When her husband of 37 years died last year, she missed being around the art. She opened a gallery this month on Route 124 in his former woodworking shop featuring his work and other Maine artists.
Alomakuam Gallery (pronounced alomah-kwam) is named in a nod to their design company, Alomakuam Designs.
The word means “heart of the tree” in Abenaki, according to Jensen.
Back in the day, the couple entered furniture shows up and down the East Coast and had their work in galleries in Maine, New Hampshire and Massachusetts.
“He had a lady send him a picture of a room and said, ‘I need a table to go in this room,’ so he designed the most beautiful table you ever saw,” Jensen said. “He would just think of things and create them. It’s like his mind was working all the time. He would have a piece of paper and pencil and he’d be designing things.”

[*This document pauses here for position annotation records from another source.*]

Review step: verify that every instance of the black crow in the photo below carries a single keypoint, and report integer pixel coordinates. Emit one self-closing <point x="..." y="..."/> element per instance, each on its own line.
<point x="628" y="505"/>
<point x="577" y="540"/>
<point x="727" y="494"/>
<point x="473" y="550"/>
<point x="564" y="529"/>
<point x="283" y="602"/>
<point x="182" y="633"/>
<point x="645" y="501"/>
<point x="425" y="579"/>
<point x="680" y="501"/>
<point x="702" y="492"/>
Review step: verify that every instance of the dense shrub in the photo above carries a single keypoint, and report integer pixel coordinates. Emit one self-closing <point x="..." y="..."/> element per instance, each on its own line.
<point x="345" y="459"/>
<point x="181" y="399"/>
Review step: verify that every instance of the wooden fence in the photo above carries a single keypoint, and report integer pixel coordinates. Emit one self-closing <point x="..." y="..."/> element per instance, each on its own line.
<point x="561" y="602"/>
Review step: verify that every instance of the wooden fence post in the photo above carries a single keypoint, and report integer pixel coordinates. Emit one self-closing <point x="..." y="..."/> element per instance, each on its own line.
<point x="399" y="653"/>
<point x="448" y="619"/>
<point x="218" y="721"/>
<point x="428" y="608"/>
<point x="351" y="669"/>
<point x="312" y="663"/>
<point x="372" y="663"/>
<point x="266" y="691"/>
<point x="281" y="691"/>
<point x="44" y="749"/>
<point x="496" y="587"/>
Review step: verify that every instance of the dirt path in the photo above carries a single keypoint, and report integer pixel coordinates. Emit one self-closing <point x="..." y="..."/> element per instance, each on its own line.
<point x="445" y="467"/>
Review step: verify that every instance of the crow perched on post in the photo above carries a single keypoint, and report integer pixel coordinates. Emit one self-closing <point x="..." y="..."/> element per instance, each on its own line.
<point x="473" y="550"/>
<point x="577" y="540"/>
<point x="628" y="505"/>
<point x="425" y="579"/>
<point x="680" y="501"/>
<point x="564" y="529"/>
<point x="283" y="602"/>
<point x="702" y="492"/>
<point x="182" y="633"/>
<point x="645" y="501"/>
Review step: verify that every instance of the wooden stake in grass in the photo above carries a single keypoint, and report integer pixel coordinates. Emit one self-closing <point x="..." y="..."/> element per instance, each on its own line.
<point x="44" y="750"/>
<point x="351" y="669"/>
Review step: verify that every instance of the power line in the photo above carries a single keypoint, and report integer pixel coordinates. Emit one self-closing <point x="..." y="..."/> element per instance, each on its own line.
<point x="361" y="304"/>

Jensen, an English language tutor in RSU 16, said the idea for a new venture started coming together the past four months.
“I thought, ‘Well, I’ll just open a gallery. We had all these nice things and I’ll ask other people to come in with me,’ and it has just been amazing. I have a room full of beautiful things right now,” she said. “(Friends) would ask what I was doing and I would tell them, ‘Well if you have things, please bring them.’ Then friends would tell friends, you know how that goes.”
In addition to a rocking chair, sideboard and chest by her late husband, the gallery features quilts, a variety of paintings, etched glass and other woodworking pieces.
“Gary Stugard has many of his pieces over there and he’s a very talented sculptor out of wood, beautiful things,” she said.
The Alomakuam Gallery at 40 West Minot Road is open Friday and Saturday from 10 a.m. to 4 p.m. and by appointment.
Jensen anticipates she’ll close in the winter when the space gets too cold.
She hopes artists feel comfortable displaying their work in the space.
“Galleries can be very intimidating, been there and done that,” she said. “Galleries can kind of put you down; it’s not a nice feeling sometimes, especially some we’ve been in.” Jensen would like to “give them confidence in themselves so they can go on if they choose to.”